Le pire cas observé chez nous a été celui de Louise Arcand. Excellente chef d'antenne, elle avait réussi à remonter les cotes d'écoute du Téléjournal de 18 h à Radio-Canada. Mais voilà qu'un patron l'a convoquée pour lui annoncer qu'il fallait «rajeunir l'information». Louise Arcand avait 40 ans. Une jolie femme facile à regarder et agréable à écouter. Les téléspectateurs l'appréciaient.

Sa remplaçante fut Marie-Claude Lavallée, 28 ans.

Heureusement, Louise Arcand avait du caractère. Elle s'est battue. La CSN a gagné sa cause devant la Commission des droits de la personne. Radio-Canada lui a redonné du travail. À la radio d'abord, puis au magazine d'information Actuel à la télé. Elle avait beau être à la télé, on ne revit jamais son visage. Elle n'était plus qu'une voix!

L'ironie du destin

Louise Arcand est morte en 1992, d'un cancer foudroyant, à 48 ans.Le patron qui tenait tellement à rajeunir l'information est mort, lui aussi. Il a été heurté mortellement par une voiture en traversant le boulevard René-Lévesque, devant Radio-Canada.

La voiture était conduite par... une femme. Depuis, on a posé des feux de circulation sur ce coin de rue.

Mon grand patron de l'époque, Michel Roy, le père du chef d'antenne Patrice, m'a convoquée dans son bureau à mon retour de vacances pour m'annoncer cette mort. Il a ajouté que l'accident avait eu lieu des semaines auparavant et m'a fortement suggéré de ne pas écrire de texte sur cette «vieille» nouvelle.


Des progrès

Il y a eu des progrès depuis l'âge de l'obscurantisme. Les chefs d'antenne des grands bulletins de 22 h sont maintenant des femmes: Sophie Thibault à TVA, Céline Galipeau et Pascale Nadeau à Radio-Canada. Excellentes toutes les trois. J'espère qu'on les laissera vieillir en paix.
Incidemment, Radio-Canada a eu l'intention d'envoyer à la retraite sa célèbre Miss Météo Jocelyne Blouin il y a trois ans. Dès que le projet a été ébruité, la populace enragée a inondé Radio-Canada de protestations. Jocelyne est toujours là.

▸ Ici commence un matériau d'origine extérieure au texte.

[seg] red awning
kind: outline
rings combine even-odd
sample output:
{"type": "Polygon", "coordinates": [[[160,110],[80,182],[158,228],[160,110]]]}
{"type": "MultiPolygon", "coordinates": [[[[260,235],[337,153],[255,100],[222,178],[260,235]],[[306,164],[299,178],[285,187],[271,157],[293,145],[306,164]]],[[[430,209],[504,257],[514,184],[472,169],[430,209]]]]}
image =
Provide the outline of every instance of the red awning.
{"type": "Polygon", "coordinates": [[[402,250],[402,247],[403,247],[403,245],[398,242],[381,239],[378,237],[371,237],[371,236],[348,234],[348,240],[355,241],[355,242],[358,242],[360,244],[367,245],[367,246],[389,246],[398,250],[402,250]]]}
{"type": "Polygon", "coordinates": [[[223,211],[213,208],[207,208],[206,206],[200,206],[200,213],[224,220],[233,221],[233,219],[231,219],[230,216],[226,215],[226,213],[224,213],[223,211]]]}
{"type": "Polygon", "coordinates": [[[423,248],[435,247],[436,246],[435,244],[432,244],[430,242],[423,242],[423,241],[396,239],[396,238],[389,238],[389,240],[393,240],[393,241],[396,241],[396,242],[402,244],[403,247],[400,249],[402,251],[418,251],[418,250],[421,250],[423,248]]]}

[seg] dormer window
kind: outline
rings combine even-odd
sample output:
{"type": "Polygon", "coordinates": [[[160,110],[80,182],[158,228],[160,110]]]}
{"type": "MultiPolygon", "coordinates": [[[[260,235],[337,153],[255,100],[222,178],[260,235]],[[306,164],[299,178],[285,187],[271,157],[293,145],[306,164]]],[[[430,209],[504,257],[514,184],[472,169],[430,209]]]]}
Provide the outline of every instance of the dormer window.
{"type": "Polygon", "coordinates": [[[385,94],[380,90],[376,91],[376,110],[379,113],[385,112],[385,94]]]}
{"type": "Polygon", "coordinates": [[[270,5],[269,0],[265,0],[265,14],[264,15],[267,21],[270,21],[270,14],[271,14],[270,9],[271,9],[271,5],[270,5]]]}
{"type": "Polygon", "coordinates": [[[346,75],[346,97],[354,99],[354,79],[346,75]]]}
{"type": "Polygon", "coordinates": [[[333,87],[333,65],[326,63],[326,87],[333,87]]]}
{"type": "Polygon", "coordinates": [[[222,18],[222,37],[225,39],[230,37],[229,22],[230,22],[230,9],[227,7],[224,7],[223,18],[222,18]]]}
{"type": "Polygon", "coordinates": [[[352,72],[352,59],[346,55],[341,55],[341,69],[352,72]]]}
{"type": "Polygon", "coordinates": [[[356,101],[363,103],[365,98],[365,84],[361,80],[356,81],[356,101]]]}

Oui, les patrons de télé comprennent parfois le gros bon sens.

Mais qu'on le veuille ou non, la beauté restera toujours irrésistible. Des études démontrent que les beaux enfants sont mieux traités à l'école primaire. Regardez les efforts surhumains de Cher pour conserver son sex-appeal.

Le talent ou la beauté?

À l'inverse, les actrices vieillissantes peuvent maintenant gagner des prix Gémeaux. En 2007, le Gala a couronné Louise Forestier et Angèle Coutu pour leur interprétation dans Le Négociateur. Monique Mercure est repartie avec une statuette pour Providence. Louise Latraverse aussi, pour La promesse.

Mais aux derniers Gémeaux, l'extraordinaire Danielle Proulx, de la série Aveux, a été coiffée au poteau par Laurence Lebœuf, de Musée Eden. La belle Laurence était manifestement estomaquée de sa victoire.

Elle a eu le triomphe modeste.

Mais une fois de plus, il était permis de douter. Laurence Lebœuf est d'une beauté irrésistible. Elle est émouvante même sous un masque chirurgical dans Trauma, qui n'est pas la meilleure série de Fabienne Larouche. Elle joue bien, mais est-ce sa beauté qui lui a valu le trophée?